C'était ce que je n'avais pas voulu faire. Voler aux êtres vivants leur force vitale était déchirant. C'était faux. La force vitale a été donnée à mon espèce par le monde, librement, par le soleil et la nature, mais ça... c'était barbare.
"Votre sacrifice est apprécié", dis-je doucement, mes yeux devenant noirs et blancs. "Maintenant, ça ne te dérange pas de me montrer la sortie, n'est-ce pas ?" J'ai regardé les autres rassemblés devant la porte, frappant du poing dessus, mais elle était déjà scellée pour me contenir.
Le gaz a commencé à remplir la pièce et l'homme que je tenais n'avait plus que la peau sur les os.
"Bien." J'ai brisé les attaches de mes jambes et j'ai glissé de la table. "Je trouverai ma propre issue."
Je me suis tourné vers les vitres teintées, tandis que les scientifiques près de la porte pleuraient et criaient, leur chair pourrissant et leurs os fondant. Plus je prenais de force vitale, plus je pouvais voir à travers le verre teinté. J'ai regardé les spectateurs droit dans les yeux.
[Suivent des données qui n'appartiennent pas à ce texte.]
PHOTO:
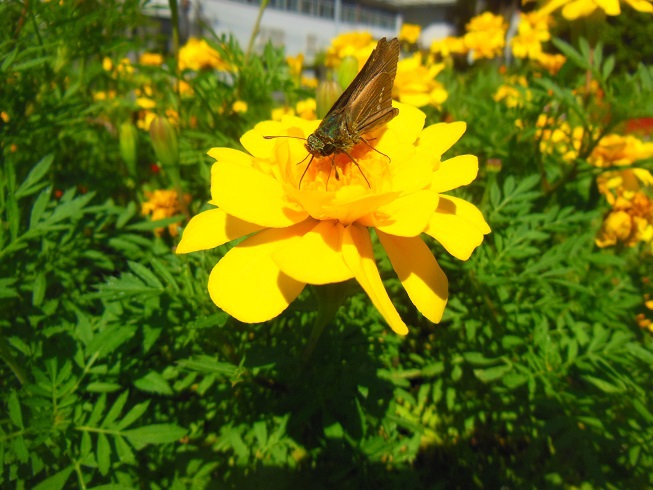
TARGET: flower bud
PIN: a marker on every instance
(128, 141)
(326, 94)
(347, 71)
(164, 141)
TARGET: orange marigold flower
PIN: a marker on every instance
(319, 233)
(196, 54)
(163, 204)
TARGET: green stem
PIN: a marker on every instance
(7, 356)
(255, 29)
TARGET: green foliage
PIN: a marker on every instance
(119, 371)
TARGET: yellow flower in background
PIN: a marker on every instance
(163, 204)
(310, 82)
(574, 9)
(357, 44)
(614, 149)
(550, 62)
(448, 46)
(532, 31)
(514, 94)
(623, 184)
(559, 138)
(107, 64)
(630, 222)
(416, 85)
(410, 33)
(280, 112)
(151, 59)
(306, 109)
(319, 233)
(486, 35)
(196, 54)
(239, 107)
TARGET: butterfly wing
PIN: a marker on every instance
(372, 105)
(383, 59)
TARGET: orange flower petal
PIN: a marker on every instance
(419, 272)
(454, 173)
(457, 227)
(211, 229)
(253, 196)
(359, 257)
(316, 258)
(407, 215)
(248, 284)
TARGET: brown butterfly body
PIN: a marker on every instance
(365, 106)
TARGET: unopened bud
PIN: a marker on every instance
(347, 71)
(164, 141)
(128, 144)
(326, 94)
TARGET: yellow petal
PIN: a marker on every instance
(641, 5)
(407, 215)
(408, 123)
(438, 138)
(248, 284)
(454, 173)
(451, 226)
(253, 196)
(211, 229)
(419, 272)
(316, 258)
(231, 156)
(359, 257)
(611, 7)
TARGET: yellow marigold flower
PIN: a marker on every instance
(239, 106)
(163, 204)
(551, 62)
(196, 54)
(614, 149)
(410, 33)
(151, 59)
(416, 85)
(185, 89)
(306, 109)
(532, 31)
(559, 138)
(629, 222)
(319, 233)
(448, 46)
(107, 64)
(310, 82)
(515, 94)
(486, 35)
(145, 103)
(357, 44)
(279, 113)
(623, 183)
(574, 9)
(295, 64)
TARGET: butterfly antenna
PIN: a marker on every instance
(305, 170)
(359, 167)
(284, 136)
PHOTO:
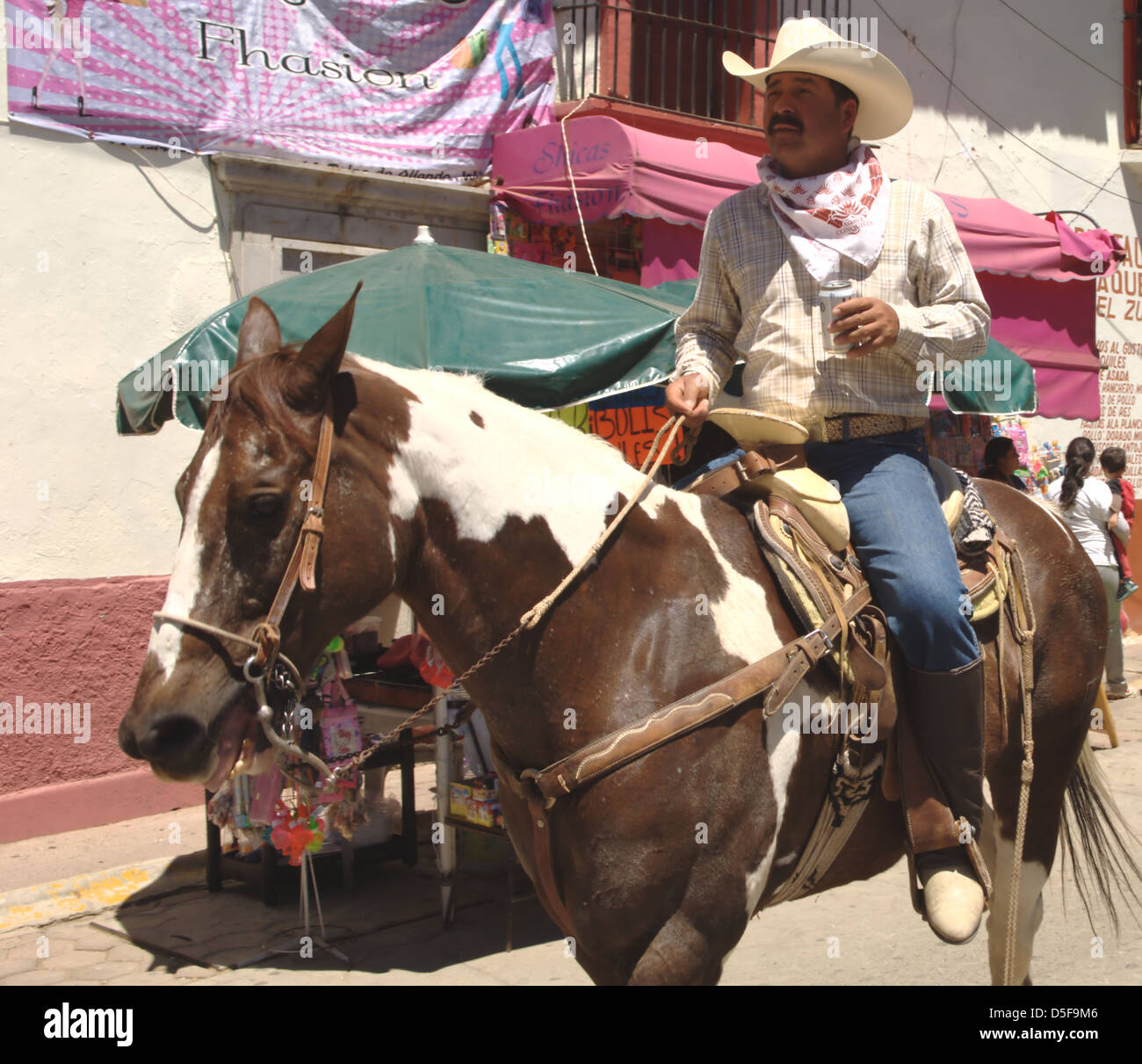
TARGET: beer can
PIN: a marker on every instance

« Le gaz ne fonctionne pas ! » Cria la femme. "L'argent dans le gaz devrait l'assommer."
"Plus maintenant", répondis-je, alors qu'auparavant je ne pouvais pas les entendre.
Je me suis approché du rocher flottant dans les airs, les runes lumineuses s'estompant. Je pouvais entendre les hommes et les femmes s'échapper de la pièce par-delà la vitre, mais je m'en fichais. J’en avais assez pour faire ce que je devais faire.
J’ai frappé le rocher et j’ai vu une relique qui était censée être précieuse se briser en morceaux. Sur ce, il était temps pour moi de partir.